This is the second movie on the list from this century; since you’ve only had 15 years to catch it instead of 85, I’ll warn you upfront that I’m going to spoil the shit out of it. Although honestly, it’s not clear that it’s really possible to spoil it, so.

Anyway. What this movie is about is: Nothing. It has no meaning whatsoever, and none of the events have any significance, because there is no story and there are no characters. It’s all just a dream, except that even the dream isn’t real. Nothing is real or makes a lick of sense. As Ebert says in his inexplicably positive review,

“Mulholland Drive” isn’t like “Memento,” where if you watch it closely enough, you can hope to explain the mystery. There is no explanation. There may not even be a mystery. … The way you know the movie is over is that it ends. And then you tell a friend, “I saw the weirdest movie last night.” Just like you tell them you had the weirdest dream.

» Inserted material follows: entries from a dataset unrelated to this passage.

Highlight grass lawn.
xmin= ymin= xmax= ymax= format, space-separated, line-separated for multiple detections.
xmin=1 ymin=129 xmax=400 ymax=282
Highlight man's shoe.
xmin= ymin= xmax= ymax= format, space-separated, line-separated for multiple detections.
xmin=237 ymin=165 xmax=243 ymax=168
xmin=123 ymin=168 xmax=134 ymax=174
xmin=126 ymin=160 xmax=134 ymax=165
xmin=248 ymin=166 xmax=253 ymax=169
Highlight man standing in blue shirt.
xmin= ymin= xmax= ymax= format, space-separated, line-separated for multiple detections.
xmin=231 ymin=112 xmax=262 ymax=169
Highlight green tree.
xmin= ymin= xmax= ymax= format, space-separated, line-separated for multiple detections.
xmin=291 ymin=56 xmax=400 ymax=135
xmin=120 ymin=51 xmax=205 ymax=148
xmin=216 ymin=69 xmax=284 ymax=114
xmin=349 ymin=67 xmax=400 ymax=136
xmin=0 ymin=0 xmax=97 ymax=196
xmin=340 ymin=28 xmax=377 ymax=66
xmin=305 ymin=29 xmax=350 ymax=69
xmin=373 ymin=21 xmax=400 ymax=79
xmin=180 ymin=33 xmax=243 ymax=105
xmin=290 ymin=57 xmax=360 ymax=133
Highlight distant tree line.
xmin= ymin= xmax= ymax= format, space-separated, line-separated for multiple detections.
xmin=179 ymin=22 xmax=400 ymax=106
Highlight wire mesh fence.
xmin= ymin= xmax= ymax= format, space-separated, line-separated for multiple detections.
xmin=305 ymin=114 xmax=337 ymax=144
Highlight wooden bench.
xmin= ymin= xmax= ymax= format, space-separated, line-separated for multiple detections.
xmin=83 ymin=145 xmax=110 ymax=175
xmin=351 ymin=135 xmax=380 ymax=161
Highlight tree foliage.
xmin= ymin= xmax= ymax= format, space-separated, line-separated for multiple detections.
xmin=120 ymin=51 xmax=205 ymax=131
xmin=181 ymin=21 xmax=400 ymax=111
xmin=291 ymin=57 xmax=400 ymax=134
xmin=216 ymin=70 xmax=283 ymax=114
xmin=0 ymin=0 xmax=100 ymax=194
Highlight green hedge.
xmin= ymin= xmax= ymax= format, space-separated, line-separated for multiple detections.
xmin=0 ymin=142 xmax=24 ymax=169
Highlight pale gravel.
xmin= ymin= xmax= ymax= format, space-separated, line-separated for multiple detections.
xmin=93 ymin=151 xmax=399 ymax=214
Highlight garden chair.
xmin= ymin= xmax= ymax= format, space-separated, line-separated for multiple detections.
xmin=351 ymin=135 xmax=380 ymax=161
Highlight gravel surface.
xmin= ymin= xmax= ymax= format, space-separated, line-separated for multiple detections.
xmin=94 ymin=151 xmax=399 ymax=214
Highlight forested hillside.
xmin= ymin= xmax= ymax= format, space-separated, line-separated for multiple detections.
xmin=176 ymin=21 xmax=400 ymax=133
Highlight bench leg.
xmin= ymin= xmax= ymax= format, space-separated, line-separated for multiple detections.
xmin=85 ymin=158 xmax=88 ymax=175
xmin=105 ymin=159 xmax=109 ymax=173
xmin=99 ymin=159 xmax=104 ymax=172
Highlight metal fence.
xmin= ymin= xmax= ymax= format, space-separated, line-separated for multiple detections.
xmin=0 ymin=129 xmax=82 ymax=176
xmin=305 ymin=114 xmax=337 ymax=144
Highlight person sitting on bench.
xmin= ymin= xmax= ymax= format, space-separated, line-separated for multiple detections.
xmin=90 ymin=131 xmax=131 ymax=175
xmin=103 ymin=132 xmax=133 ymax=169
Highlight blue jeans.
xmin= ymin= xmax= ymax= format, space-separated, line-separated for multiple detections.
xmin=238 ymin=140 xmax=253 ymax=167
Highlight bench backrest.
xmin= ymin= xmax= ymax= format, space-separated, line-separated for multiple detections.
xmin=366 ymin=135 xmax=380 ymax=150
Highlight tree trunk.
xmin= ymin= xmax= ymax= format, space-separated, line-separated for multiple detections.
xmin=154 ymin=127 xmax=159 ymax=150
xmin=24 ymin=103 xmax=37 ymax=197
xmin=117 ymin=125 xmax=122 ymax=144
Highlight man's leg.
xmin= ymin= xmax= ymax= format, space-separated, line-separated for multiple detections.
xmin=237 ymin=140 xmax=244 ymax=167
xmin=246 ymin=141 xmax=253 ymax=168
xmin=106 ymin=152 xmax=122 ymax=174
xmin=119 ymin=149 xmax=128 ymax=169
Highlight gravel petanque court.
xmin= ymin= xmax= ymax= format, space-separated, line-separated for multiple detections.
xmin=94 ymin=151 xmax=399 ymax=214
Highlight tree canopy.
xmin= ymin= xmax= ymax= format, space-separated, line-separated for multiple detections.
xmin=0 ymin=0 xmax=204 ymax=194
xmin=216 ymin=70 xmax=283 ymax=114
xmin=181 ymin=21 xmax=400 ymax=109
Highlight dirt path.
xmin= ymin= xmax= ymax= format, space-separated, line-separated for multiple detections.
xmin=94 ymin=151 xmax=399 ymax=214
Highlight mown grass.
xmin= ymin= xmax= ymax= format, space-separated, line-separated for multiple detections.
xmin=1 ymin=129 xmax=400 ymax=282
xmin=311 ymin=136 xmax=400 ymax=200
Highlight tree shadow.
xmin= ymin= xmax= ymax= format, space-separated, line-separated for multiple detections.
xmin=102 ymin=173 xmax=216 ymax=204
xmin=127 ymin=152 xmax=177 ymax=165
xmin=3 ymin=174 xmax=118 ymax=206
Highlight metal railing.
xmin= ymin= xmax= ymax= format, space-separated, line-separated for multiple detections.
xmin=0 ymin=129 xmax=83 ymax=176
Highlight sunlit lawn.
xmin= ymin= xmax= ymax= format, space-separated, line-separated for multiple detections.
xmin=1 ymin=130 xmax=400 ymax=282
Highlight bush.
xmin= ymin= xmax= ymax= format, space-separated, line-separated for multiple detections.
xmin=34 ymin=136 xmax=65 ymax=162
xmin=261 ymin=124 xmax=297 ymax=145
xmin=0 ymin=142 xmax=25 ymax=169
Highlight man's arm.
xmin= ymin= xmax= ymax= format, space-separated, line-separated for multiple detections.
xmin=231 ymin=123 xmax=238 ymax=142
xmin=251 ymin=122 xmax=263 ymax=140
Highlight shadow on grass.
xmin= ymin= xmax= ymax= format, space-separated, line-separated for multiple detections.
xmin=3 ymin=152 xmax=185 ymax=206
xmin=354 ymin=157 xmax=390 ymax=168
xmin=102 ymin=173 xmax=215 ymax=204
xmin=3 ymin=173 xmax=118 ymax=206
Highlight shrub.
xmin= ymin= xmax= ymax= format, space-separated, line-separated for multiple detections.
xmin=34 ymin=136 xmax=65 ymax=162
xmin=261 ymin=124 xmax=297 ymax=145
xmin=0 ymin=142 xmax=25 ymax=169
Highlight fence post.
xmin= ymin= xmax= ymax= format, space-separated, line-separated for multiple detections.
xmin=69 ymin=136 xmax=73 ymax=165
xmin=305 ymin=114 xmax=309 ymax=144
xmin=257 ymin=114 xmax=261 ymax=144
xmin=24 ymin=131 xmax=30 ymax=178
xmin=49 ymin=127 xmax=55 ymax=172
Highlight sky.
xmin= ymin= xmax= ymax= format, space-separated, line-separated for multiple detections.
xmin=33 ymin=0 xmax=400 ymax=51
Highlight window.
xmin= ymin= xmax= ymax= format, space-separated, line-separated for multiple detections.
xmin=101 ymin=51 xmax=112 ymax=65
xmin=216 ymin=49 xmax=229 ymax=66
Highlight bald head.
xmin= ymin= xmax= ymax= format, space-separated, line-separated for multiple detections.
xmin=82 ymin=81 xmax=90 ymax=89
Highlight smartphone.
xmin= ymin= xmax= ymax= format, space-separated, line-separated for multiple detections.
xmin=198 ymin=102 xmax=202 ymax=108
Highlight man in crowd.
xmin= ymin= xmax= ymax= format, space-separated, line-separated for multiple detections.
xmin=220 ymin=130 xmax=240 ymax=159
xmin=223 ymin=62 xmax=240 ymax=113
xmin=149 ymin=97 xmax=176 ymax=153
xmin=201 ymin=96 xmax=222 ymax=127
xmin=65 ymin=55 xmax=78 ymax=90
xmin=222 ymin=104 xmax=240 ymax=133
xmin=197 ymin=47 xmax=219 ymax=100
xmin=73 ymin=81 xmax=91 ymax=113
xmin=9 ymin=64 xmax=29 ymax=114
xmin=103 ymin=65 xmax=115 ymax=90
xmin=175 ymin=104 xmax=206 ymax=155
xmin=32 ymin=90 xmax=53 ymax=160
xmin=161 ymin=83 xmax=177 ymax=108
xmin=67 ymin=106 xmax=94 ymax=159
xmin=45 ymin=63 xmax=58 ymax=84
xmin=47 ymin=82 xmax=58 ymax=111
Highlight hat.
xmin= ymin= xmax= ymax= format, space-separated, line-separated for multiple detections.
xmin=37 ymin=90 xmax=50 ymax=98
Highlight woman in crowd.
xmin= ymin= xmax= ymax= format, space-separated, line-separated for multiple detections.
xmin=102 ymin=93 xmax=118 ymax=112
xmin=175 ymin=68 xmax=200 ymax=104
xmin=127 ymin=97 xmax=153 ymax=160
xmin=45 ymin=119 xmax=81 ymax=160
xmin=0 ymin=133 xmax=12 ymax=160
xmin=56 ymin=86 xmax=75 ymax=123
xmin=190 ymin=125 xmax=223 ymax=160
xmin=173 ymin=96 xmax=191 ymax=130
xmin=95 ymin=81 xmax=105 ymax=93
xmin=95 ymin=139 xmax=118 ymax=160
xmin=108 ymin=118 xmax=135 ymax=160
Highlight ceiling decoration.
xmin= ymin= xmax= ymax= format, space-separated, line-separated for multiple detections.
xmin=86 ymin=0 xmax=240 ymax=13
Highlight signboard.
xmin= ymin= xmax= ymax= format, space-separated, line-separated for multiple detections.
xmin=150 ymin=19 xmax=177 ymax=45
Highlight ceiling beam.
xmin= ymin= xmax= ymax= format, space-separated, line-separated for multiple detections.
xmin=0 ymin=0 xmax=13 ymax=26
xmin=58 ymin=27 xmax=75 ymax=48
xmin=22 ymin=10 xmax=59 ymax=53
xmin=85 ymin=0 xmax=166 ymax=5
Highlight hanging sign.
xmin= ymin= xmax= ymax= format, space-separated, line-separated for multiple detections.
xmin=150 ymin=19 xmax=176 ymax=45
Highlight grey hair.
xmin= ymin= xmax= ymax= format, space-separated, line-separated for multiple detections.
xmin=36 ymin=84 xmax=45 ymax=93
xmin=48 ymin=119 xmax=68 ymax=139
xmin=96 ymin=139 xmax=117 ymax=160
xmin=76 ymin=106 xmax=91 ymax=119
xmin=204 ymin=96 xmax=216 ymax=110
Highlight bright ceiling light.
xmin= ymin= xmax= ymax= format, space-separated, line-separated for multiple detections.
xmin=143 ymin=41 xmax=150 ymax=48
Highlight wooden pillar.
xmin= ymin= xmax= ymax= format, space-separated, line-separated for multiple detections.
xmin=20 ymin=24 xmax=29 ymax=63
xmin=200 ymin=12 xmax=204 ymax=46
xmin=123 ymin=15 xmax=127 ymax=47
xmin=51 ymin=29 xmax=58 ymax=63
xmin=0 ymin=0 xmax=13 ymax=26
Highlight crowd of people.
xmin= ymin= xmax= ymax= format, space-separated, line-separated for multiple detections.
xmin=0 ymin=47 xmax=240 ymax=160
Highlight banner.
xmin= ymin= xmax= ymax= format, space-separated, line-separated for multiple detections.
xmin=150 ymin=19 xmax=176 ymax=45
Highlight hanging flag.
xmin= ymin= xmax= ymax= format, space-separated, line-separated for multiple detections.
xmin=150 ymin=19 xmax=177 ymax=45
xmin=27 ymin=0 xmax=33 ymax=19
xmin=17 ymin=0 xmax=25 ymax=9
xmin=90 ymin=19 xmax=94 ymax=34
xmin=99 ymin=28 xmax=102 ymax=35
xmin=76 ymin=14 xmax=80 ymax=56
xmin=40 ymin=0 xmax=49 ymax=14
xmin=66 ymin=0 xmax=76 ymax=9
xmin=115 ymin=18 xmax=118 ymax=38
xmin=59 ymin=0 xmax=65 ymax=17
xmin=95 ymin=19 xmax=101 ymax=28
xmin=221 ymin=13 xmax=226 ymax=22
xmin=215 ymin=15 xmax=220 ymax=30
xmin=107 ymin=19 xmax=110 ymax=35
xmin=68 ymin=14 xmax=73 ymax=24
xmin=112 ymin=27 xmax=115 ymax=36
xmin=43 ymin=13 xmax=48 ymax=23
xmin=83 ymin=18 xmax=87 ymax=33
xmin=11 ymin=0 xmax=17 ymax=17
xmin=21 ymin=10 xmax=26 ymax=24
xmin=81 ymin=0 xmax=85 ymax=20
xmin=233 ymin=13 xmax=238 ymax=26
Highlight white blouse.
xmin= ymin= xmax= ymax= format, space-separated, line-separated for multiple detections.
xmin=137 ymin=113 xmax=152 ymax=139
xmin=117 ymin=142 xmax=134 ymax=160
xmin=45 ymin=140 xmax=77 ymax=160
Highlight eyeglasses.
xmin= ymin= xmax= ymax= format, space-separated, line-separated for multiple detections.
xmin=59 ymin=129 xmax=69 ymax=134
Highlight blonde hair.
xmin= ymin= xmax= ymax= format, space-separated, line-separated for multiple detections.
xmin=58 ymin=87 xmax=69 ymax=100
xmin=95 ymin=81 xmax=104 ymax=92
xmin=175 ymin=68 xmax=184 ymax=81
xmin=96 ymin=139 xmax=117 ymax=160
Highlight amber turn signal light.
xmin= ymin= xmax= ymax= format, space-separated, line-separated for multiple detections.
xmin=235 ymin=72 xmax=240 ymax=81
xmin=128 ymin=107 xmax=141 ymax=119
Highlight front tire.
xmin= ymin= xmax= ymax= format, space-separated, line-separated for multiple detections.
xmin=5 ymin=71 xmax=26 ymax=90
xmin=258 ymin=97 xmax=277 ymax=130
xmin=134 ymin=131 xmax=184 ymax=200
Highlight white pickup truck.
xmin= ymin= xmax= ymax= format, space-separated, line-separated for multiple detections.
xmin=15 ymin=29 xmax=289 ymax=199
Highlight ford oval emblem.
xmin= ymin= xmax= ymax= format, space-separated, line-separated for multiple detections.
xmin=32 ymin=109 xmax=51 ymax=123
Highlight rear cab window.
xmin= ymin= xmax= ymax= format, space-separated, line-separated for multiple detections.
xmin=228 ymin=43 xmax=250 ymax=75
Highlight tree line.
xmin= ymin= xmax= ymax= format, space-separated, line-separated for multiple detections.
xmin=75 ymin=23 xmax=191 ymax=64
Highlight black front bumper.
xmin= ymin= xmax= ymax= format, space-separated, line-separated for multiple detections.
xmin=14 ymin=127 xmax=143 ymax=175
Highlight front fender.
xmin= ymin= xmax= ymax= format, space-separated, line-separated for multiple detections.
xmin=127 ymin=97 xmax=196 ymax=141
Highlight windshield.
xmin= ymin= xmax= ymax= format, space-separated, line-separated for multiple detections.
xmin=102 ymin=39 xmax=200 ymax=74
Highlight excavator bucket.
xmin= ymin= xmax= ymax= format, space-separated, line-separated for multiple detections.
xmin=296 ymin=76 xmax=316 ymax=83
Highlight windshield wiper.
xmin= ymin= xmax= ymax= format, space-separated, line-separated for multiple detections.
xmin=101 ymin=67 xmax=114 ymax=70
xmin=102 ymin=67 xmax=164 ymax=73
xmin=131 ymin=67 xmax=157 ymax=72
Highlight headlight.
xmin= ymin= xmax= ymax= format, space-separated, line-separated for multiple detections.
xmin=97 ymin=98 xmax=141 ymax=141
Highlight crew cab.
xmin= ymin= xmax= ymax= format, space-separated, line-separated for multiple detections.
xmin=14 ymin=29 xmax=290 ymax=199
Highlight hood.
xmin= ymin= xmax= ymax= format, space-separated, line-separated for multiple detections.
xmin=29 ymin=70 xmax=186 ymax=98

He goes on to explain why it nevertheless works, but he’s wrong. It doesn’t work, and is literally as boring and pointless as a friend telling you about their incomprehensible dream. For a movie to mean anything, it has to mean something and this one doesn’t.

The thing is, I’m more annoyed by it than I am with other dream-logic movies like Tarkovsky’s Mirror or Bergman’s Persona, because even if those movies didn’t have a fully explicable plot, at least they were about something — about the characters or the place or a mood or whatever — but Lynch structures this movie as a puzzlebox (there’s a reason Ebert mentions Memento), so the focus of the movie (until it falls apart) is on the plot and its mysteries to the exclusion of all else. And setting up a (literal and figurative) puzzlebox and then revealing that it’s empty and it’s all just meaningless… well, it’s avant-garde and artsy, I’m sure, but it’s also a dick move. So fuck you, David Lynch, and fuck this movie.

On the plus side, I guess if you want a movie that’s made up of all that distinctive cool Lynchian aesthetic that suffused Twin Peaks, minus whatever sense and actual narrative Twin Peaks possessed, plus boobs, well, here you are.